Abstract:
SMARCA4 mutation has emerged as a marker of poor prognosis in lung cancer and has potential predictive value in cancer treatment, but recommendations for which patients require its investigation are lacking. We comprehensively studied SMARCA4 alterations and the clinicopathological significance in a large cohort of immunohistochemically-subtyped non-small cell lung cancer (NSCLC). A total of 1416 patients was studied for the presence of SMARCA4 deficiency by immunohistochemistry (IHC).

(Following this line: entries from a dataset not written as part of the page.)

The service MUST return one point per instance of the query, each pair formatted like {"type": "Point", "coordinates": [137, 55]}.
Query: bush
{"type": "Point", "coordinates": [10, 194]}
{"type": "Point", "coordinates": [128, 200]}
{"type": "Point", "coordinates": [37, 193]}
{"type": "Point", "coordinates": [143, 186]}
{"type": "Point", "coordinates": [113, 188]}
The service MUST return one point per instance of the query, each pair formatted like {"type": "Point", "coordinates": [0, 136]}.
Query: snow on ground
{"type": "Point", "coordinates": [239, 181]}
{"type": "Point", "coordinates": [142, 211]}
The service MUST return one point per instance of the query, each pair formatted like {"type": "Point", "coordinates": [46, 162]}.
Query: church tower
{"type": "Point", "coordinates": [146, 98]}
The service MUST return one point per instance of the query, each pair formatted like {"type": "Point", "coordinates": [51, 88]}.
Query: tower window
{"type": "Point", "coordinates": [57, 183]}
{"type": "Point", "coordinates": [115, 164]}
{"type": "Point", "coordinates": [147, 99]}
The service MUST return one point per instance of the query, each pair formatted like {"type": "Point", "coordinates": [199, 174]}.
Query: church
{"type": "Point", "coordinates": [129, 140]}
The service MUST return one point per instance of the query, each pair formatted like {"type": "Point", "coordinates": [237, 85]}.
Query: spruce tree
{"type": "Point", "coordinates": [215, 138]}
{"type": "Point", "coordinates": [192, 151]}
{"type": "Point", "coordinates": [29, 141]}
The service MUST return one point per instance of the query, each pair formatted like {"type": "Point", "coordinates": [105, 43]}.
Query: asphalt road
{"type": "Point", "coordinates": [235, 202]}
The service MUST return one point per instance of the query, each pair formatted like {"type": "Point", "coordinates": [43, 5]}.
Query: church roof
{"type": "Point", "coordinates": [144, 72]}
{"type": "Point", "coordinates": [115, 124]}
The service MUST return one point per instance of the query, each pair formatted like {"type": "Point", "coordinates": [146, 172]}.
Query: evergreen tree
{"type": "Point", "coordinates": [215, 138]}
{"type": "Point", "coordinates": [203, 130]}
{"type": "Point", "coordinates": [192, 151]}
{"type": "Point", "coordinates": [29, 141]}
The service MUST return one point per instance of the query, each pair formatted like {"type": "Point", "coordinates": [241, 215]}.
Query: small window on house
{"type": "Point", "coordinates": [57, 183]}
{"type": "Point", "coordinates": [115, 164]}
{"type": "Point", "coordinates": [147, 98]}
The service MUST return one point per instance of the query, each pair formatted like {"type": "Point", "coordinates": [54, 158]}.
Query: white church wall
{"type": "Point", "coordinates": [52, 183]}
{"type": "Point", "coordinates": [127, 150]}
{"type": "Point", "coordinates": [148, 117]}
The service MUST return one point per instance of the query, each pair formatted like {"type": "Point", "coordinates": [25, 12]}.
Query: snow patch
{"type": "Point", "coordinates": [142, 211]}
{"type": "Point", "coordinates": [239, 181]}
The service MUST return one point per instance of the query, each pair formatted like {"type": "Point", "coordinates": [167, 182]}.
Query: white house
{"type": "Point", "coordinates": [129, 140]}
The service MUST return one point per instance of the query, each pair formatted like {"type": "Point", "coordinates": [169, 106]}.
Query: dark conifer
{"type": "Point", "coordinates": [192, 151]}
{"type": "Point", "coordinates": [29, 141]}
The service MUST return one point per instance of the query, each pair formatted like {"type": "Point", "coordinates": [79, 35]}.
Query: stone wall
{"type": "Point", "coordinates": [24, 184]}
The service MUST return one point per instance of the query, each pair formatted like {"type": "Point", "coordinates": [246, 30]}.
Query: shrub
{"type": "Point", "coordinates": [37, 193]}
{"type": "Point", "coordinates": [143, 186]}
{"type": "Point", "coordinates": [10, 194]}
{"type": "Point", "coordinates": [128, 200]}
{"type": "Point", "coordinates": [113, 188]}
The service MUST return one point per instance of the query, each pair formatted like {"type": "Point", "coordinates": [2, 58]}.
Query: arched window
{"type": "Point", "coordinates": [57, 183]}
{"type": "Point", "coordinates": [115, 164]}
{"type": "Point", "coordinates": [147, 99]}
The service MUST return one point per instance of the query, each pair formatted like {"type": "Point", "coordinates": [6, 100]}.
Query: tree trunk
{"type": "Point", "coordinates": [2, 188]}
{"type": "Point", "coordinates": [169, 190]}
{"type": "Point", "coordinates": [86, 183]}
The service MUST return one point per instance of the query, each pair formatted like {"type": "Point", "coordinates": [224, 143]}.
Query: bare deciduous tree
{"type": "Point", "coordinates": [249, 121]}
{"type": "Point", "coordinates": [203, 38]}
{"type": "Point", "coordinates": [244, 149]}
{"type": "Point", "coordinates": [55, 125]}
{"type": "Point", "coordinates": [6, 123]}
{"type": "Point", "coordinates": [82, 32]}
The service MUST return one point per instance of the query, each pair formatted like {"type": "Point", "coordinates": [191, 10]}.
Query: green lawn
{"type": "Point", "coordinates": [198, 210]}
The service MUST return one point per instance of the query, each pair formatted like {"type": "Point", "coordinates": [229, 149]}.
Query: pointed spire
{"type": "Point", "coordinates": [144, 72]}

Thereafter, comprehensive sequencing of tumours was performed for 397 of these patients to study the mutational spectrum of SWI/SNF and SMARCA4 aberrations. IHC evidence of SMARCA4 deficiency was found in 2.9% of NSCLC. Of the sequenced tumours, 38.3% showed aberration in SWI/SNF complex, and 9.3% had SMARCA4 mutations. Strikingly, SMARCA4 aberrations were much more prevalent in large cell carcinoma (LCC) than other histological tumour subtypes. SMARCA4-deficient and SMARCA4-mutated tumours accounted for 40.5% and 51.4% of all LCC, respectively. Multivariable analyses confirmed SMARCA4 mutation was an independent prognostic factor in lung cancer. The immunophenotype of a subset of these tumours frequently showed TTF1 negativity and HepPAR1 positivity. SMARCA4 mutation or its deficiency was associated with positive smoking history and poor prognosis. It also demonstrated mutual exclusion with EGFR mutation. Taken together, the high incidence of SMARCA4 aberrations in LCC may indicate its diagnostic and prognostic value. Our study established the necessity of SMARCA4 IHC in the identification of SMARCA4-aberrant tumours, and this may be of particular importance in LCC and tumours without known driver events.
摘要:
SMARCA4突变已成为肺癌预后不良的标志物,在癌症治疗中具有潜在的预测价值。但是缺乏患者需要进行调查的建议。我们在免疫组织化学亚型非小细胞肺癌(NSCLC)的大型队列中全面研究了SMARCA4改变及其临床病理意义。通过免疫组织化学(IHC)研究了1416例患者是否存在SMARCA4缺乏症。此后,对这些患者中的397例进行了肿瘤综合测序,以研究SWI/SNF和SMARCA4畸变的突变谱.在2.9%的NSCLC中发现了SMARCA4缺乏的IHC证据。在测序的肿瘤中,38.3%的SWI/SNF复合物出现畸变,9.3%有SMARCA4突变。引人注目的是,SMARCA4畸变在大细胞癌(LCC)中比其他组织学肿瘤亚型更为普遍。SMARCA4缺陷和SMARCA4突变的肿瘤占所有LCC的40.5%和51.4%,分别。多变量分析证实SMARCA4突变是肺癌的独立预后因素。这些肿瘤的一个子集的免疫表型经常显示TTF1阴性和HepPAR1阳性。SMARCA4突变或其缺陷与阳性吸烟史和不良预后相关。它还证明了与EGFR突变的相互排斥。一起来看,SMARCA4异常在LCC中的高发生率可能表明其诊断和预后价值.我们的研究确立了SMARCA4IHC在识别SMARCA4异常肿瘤中的必要性,这在没有已知驱动事件的LCC和肿瘤中可能特别重要。